Effect of prenatal androgens on click-evoked otoacoustic emissions in male and female sheep (Ovis aries).

Otoacoustic emissions (OAEs) were measured in male and female Suffolk sheep (Ovis aries). Some sheep had been administered androgens or estrogens during prenatal development, some were gonadectomized after birth, and some were allowed to develop normally. As previously reported for spotted hyenas, gonadectomy did not alter the OAEs for either sex; accordingly, the untreated/intact and the untreated/gonadectomized animals were pooled to form the control groups. The click-evoked otoacoustic emissions (CEOAEs) exhibited by the female control group (N=12) were slightly stronger (effect size=0.42) than those in the male control group (N=15), which is the same direction of effect reported for humans and rhesus monkeys. Females administered testosterone prenatally (N=16) had substantially weaker (masculinized) CEOAEs than control females (effect size=1.15). Both of these outcomes are in accord with the idea that prenatal exposure to androgens weakens the cochlear mechanisms that underlie the production of OAEs. The CEOAEs of males administered testosterone prenatally (N=5) were not different from those of control males, an outcome also seen in similarly treated rhesus monkeys. Males administered dihydrotestosterone (DHT) prenatally (N=3) had slightly stronger (hypo-masculinized) CEOAEs than control males. No spontaneous otoacoustic emissions (SOAEs) were found in any ears, a common finding in non-human species.

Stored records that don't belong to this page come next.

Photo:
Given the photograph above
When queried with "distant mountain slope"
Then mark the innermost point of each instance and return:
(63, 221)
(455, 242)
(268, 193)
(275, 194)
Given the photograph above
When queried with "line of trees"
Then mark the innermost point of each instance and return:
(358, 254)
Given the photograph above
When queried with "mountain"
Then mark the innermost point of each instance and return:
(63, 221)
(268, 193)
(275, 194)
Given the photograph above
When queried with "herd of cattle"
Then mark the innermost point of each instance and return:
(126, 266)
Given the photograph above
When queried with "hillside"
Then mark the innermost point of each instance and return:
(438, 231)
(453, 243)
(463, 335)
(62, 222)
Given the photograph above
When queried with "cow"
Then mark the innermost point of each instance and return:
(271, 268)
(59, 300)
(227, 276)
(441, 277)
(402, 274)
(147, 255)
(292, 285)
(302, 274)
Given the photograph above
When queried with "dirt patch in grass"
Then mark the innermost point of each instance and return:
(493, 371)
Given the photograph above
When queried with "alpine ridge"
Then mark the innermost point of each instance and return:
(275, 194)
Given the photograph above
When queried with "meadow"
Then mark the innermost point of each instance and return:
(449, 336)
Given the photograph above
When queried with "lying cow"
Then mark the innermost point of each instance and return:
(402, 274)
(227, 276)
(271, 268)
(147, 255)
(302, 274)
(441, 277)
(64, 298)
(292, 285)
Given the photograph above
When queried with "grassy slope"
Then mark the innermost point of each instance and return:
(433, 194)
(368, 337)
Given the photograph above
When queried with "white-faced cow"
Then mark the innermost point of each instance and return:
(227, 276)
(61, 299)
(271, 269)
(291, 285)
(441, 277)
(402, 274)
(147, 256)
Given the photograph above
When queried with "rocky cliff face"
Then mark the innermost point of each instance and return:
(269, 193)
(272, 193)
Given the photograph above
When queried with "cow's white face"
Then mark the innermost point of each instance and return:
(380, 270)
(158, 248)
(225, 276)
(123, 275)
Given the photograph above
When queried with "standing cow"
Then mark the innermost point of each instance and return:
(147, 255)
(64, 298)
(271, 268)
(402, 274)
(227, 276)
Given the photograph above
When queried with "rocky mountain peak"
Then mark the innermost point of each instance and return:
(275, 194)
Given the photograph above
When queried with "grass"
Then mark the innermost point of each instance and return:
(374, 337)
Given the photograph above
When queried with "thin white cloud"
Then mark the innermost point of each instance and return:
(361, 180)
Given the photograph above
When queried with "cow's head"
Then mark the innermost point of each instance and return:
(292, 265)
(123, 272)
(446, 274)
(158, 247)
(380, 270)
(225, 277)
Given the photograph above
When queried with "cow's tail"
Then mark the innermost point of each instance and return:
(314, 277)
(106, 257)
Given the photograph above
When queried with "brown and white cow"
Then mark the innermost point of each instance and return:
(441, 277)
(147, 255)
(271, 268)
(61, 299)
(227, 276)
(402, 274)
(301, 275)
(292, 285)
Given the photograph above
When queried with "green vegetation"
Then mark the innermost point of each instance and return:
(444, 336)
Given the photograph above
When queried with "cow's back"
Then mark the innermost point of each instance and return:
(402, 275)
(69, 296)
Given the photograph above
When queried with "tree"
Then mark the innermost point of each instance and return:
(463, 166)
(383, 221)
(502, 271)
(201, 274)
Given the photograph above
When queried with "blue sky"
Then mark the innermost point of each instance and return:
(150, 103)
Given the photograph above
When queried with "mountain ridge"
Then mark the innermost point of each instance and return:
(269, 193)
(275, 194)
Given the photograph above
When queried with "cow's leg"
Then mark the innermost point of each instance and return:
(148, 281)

To our knowledge, this is the first ruminant species measured for OAEs.

Dissociation between distortion-product and click-evoked otoacoustic emissions in sheep (Ovis aries).

Distortion-product otoacoustic emissions (DPOAEs) were weak or absent in about one-third of sheep (Ovis aries) of both sexes tested for otoacoustic emissions (OAEs) even though their click-evoked OAEs (CEOAEs) seemingly were typical of other sheep of the same sex. Various pieces of evidence suggest that the absence of measurable DPOAEs was unlikely to be attributable to anesthetic effects, a poorly located probe tip, a pressure differential between middle and outer ears, season of the year, body position during testing, temperature effects, or previous medical history. Sheep apparently can exhibit a marked dissociation between DPOAEs and CEOAEs. In those sheep having measurable DPOAEs, the DPOAEs were stronger in males than in females, which is the opposite direction of effect from the CEOAEs measured in these same sheep and in humans. In female sheep exposed to higher-than-normal levels of androgens during gestation, the measurable DPOAEs were stronger than in untreated females. Although this also was the opposite direction of effect from expected, it still was a shift in the male direction, in accord with past findings about the masculinizing effects of androgens on OAEs. In sheep, androgen exposure appears to have different effects on the mechanisms underlying DPOAEs from those underlying CEOAEs.